Kindle Fire with fire

Do Kindle Fire owners still like their devices now that they’ve had a few months to kick the tires? A new survey indicates that for the most part, they’re more pleased with their purchase than those who bought other Android tablets last year but less satisfied than iPad owners.

Changewave Research, which conducts surveys of U.S. consumers on technology products and services, found that 54 percent of those who have purchased the tablet since its November launch are “very satisfied” with their purchase, with an additional 38 percent declaring themselves “somewhat satisfied.” Last November 74 percent of iPad owners surveyed by Changewave said they were “very satisfied” with their tablets, whereas only 49 percent of those who bought something other than the iPad felt the same way.

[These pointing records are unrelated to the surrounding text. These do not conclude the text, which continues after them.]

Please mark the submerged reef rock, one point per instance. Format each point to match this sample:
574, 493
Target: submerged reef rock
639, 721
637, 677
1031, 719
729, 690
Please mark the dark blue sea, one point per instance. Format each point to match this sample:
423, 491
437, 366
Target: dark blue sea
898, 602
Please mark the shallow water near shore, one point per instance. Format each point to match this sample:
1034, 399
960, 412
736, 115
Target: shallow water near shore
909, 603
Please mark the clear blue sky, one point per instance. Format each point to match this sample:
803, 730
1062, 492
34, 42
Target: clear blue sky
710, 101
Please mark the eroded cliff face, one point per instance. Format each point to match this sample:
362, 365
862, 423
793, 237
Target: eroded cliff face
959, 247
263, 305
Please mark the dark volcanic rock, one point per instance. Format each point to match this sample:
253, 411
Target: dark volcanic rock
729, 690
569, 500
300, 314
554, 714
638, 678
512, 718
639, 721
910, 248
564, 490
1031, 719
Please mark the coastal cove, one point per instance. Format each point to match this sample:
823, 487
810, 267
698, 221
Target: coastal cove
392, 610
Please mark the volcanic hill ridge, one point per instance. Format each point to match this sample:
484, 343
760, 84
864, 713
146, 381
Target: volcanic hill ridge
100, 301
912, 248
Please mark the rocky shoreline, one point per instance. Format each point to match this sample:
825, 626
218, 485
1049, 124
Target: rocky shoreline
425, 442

The Kindle Fire launch was not the smoothest product rollout ever. But Amazon (NSDQ: AMZN) hastily released a patch that fixed several nagging problems with the initial software build and that appears to have helped. Asked to list their biggest complaints, owners focused on hardware: 27 percent Kindle Fire owners surveyed by Changewave said they didn’t like the lack of a volume up/volume down button on the device, and 21 percent said they wished it had a camera.

Not surprisingly, most were drawn to the Kindle Fire by its price. Nearly 60 percent of those surveyed said the $199 cost of the device was the best thing about it, while 31 percent said they liked the fact it had a color screen. That suggests that, as many have noted, Kindle Fire owners are likely made up of previous Kindle owners upgrading to the tablet as opposed to those who compared it side-by-side with the iPad and chose the Fire.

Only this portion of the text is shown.